Someone named Ian reminded me that I should totally talk about this. Thank you for the reminder!

My ABS comes in tomorrow so this is an opportune time to go over what my brain does before I even start.

1. Read. I try and gather some preliminary info on the base material. Since this is ABS I did a quick Google search and found a couple interesting articles.

https://www.imaginethat-3d.com/how-to-succeed-when-printing-with-abs

https://reprap.org/wiki/ABS

2. Understand the negative properties. All Filaments experience different positive and negative properties but the negative properties are what affect our printing ability.

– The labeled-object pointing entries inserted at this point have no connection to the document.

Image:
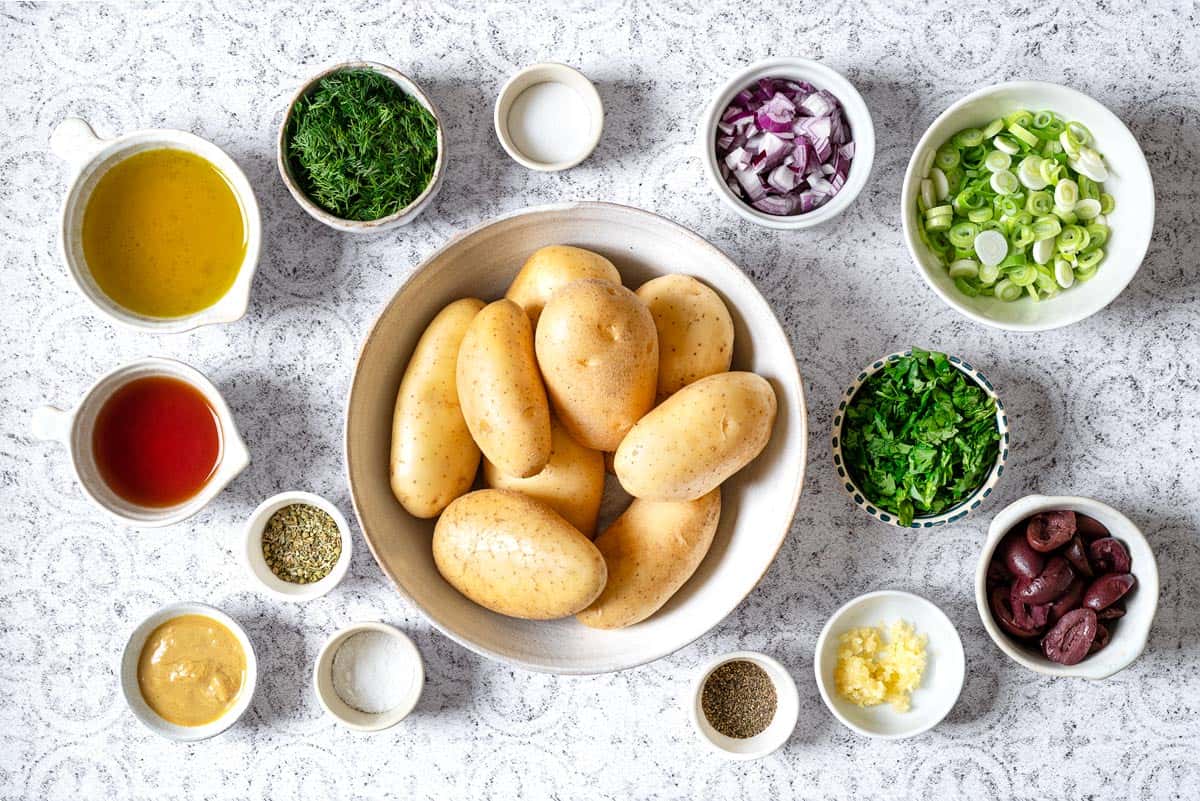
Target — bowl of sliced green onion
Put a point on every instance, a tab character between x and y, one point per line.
1027	206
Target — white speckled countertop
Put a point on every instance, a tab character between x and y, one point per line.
1104	408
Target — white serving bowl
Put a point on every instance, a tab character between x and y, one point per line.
822	77
90	157
402	217
1129	184
945	668
252	548
769	740
412	674
129	674
73	429
539	73
1128	633
757	503
953	513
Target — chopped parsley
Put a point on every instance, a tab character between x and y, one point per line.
919	437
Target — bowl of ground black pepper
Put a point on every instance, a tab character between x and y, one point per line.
361	148
744	705
297	546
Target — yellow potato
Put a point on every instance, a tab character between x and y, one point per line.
599	354
552	267
695	330
571	483
501	391
433	458
697	438
516	556
652	550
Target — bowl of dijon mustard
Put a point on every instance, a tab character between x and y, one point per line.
189	672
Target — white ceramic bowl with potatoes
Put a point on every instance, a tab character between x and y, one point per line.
757	501
1129	182
1128	633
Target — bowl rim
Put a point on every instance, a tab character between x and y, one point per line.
1146	574
508	95
964	507
131	691
333	706
858	115
823	642
907	200
791	369
408	86
786	693
252	540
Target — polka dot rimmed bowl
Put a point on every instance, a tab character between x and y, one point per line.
953	513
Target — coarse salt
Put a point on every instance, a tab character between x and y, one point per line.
371	672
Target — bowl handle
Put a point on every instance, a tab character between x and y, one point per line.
51	423
75	142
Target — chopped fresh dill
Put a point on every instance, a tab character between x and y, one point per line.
359	146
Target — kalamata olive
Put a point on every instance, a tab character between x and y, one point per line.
1090	528
1069	600
1077	554
1071	638
997	573
1053	582
1050	530
1109	555
1019	558
1102	638
1108	590
1002	610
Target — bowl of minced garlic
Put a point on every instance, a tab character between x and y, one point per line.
189	672
889	664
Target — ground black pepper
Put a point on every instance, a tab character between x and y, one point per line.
739	699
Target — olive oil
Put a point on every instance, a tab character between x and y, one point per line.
163	233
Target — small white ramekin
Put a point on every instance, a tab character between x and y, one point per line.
769	740
252	548
1129	634
129	674
857	114
540	73
90	157
73	429
412	673
945	667
402	217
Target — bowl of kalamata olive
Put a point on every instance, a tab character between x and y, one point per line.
1067	586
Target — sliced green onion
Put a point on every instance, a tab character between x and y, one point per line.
969	138
1087	209
1007	290
997	160
947	157
1063	272
963	235
1024	134
964	269
1089	259
1047	228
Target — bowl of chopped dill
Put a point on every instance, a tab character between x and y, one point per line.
919	439
361	148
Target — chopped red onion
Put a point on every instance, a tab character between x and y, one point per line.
784	146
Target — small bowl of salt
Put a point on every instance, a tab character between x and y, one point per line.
369	676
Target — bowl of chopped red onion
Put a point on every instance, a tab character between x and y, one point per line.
787	143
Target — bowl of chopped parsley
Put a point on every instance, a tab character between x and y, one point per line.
361	148
919	439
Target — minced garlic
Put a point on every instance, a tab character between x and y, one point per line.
870	672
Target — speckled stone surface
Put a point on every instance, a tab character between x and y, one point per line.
1104	408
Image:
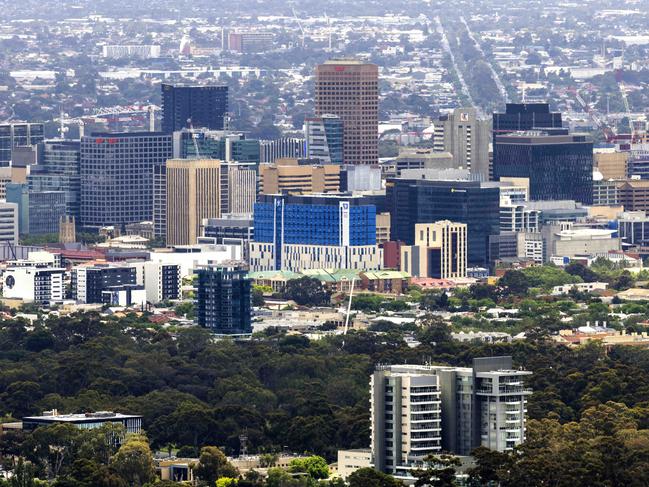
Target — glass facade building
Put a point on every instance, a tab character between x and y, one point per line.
59	171
117	176
559	167
324	138
413	201
223	299
205	106
39	212
14	135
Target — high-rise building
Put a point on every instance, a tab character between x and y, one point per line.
559	167
14	135
476	204
272	150
223	298
350	90
290	176
214	144
419	410
193	193
8	223
162	281
90	281
36	282
59	170
117	176
467	138
324	138
67	229
241	188
439	251
39	212
314	232
200	106
525	116
611	164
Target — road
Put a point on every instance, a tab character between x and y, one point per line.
494	74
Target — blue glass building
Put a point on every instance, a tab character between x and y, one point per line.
314	220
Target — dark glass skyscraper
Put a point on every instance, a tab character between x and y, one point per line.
559	167
205	106
223	298
117	176
14	135
525	116
413	201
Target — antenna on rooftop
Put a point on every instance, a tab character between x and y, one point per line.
243	443
191	127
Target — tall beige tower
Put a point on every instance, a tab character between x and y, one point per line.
67	230
193	193
350	89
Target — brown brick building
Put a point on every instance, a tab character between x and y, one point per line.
350	89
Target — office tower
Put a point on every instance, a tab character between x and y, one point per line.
241	188
515	215
559	167
193	193
33	282
90	281
59	170
223	298
314	232
225	146
117	176
324	138
467	138
382	228
14	135
250	42
476	204
162	281
8	223
290	176
439	251
229	229
361	178
271	150
525	116
204	106
611	164
39	212
423	159
350	90
418	410
11	175
67	230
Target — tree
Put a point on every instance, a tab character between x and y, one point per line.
212	465
489	465
307	291
440	472
133	462
24	475
364	477
514	283
316	467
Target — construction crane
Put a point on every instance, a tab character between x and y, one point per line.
299	25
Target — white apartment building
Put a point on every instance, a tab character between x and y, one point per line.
418	410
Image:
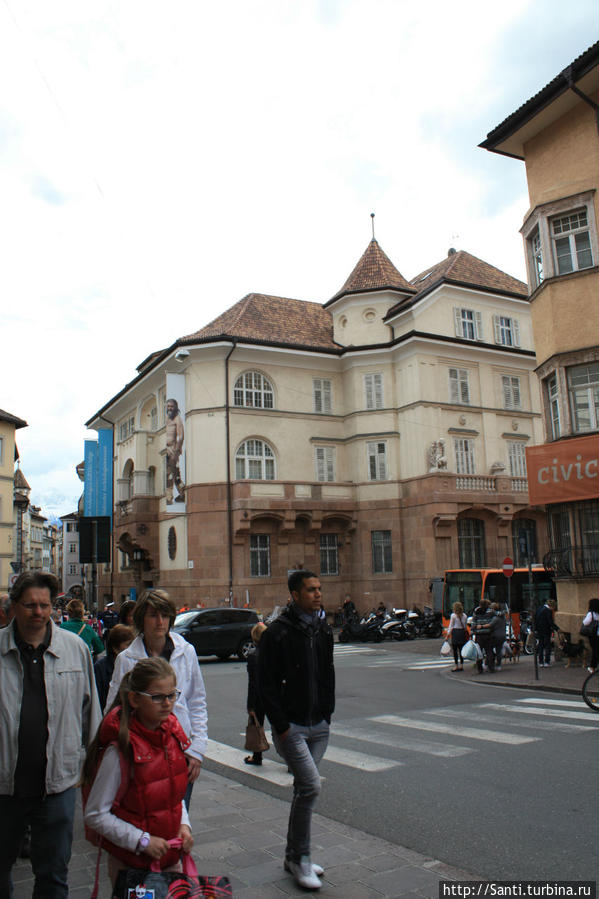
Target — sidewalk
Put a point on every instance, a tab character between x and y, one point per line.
521	674
240	832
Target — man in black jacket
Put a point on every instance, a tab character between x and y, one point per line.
297	684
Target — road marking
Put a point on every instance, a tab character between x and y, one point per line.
494	736
443	750
572	703
272	771
550	713
566	727
359	760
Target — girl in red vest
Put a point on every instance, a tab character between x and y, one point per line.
136	773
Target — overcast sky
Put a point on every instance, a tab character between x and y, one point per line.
159	161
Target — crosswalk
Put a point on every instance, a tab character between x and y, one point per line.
383	742
377	658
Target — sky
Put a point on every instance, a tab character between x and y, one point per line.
160	161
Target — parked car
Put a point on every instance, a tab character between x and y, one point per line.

With ABS it's mainly warping and layer adhesion. It seems I'll need a place where the material won't cool too fast and also a heated bed. PEI seems to be a good candidate for a print surface but the addition of a slurry made from ABS dissolved in acetone can increase my chances of success. I do not have an enclosure but I will attempt to use these techniques to help me keep the prints from warping.

3. Starting settings. I typically base my initial settings on educated guesses. Material says it prints between X and Y so I find the middle temp and start there. I print slower first to make sure the printer mechanics won't be an issue which equates to no faster than 30-45mm/s on perimeters and 60mm/s infil. I choose the highest recommended bed temp and start at 1mm retraction.

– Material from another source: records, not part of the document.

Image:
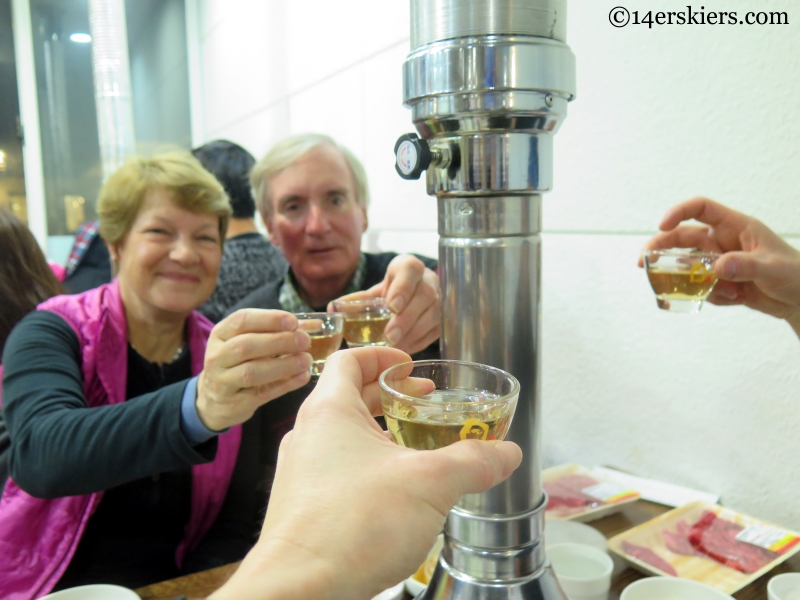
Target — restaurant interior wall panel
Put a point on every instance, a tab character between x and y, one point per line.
706	400
667	113
159	74
322	39
243	69
334	106
258	131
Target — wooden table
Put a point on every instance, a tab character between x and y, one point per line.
202	584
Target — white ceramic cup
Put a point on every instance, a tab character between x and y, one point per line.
94	592
583	572
671	588
784	587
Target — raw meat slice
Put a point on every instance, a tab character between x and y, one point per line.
716	538
678	541
650	557
565	497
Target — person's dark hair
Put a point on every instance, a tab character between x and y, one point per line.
26	279
230	164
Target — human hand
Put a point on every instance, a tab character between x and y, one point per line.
758	268
352	513
412	293
253	356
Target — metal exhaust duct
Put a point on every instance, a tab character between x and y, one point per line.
488	82
112	83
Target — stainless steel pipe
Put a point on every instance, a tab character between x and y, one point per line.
488	82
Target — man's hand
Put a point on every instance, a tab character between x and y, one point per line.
351	513
252	357
758	269
412	293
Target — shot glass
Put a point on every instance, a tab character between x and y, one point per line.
434	403
364	321
681	279
325	330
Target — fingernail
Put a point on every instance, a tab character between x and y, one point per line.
302	340
394	335
730	268
397	304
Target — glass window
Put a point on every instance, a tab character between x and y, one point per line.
12	182
67	111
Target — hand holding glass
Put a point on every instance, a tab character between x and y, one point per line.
434	403
681	279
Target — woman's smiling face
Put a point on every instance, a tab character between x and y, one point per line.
168	261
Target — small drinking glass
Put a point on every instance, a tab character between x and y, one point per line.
681	278
325	330
434	403
364	321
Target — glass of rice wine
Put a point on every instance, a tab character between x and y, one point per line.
325	330
364	321
434	403
682	279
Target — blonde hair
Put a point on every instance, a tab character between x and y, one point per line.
291	149
190	185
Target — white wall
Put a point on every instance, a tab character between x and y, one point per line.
709	400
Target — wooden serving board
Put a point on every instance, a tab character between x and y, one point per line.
698	568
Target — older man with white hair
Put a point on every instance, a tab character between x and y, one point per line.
313	197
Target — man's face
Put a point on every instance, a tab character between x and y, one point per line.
315	218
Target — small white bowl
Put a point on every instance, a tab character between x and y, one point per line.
570	532
669	588
94	592
393	593
584	572
784	587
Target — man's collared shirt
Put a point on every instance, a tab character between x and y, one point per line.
292	302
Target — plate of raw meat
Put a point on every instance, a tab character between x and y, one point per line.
706	543
577	494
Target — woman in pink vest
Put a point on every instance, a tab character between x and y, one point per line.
123	406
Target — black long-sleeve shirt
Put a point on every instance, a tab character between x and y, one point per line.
135	451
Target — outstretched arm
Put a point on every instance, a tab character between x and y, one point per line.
351	513
759	269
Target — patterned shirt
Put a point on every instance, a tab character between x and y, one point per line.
83	239
248	262
292	302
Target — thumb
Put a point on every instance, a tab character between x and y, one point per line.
739	267
472	466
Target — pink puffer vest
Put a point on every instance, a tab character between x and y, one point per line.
38	537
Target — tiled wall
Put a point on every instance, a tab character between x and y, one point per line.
662	114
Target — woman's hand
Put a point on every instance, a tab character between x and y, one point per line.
252	357
352	513
412	293
758	269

Other settings: 5% infill, 3 bottom and 5 top layers, 0.2mm layer height, 2 perimeters, and a small amount of z hop aka 2x the layer height.

These base settings tend to get results with most filaments. It's the observations after the first prints that bring it all together.

4. Observe. I usually print a cube or a cute octo depending on how lucky I'm feeling that day. Without even running an extrusion multiplier test or anything like that I want to make sure it'll print first. No need to dial in the settings if it won't print.

I watch for first layer issues. Live Z, sticking, curling, bunching. I note those and let it continue if nothing catastrophic is going on.

Paying attention to how the second and third solid infill layer prints tells me a lot about the extrusion multiplier. if I see gaps em is too low vice versa.

Watching the layers is somewhat fruitless but I get mesmerized and watch them anyway just in case. After a while I just let it go and walk away.

5. Study. After the print finishes or fails I check the simple things. Did the layers bond well? Was there any curling or warp? Did the part still stick to the buildplate well? Did print turn out pretty or pretty bad?

This step has a lot to do with experience of seeing issues and correcting them in your slicer. I'll definitely go more in depth as I test materials and share the experience here.

6. Adjust. I make small adjustments based on what I notice from the print and stick to only the main basic settings. I'm not dialing in retractions, extrusion and so on I'm just getting my general base good enough to print a successful simple print.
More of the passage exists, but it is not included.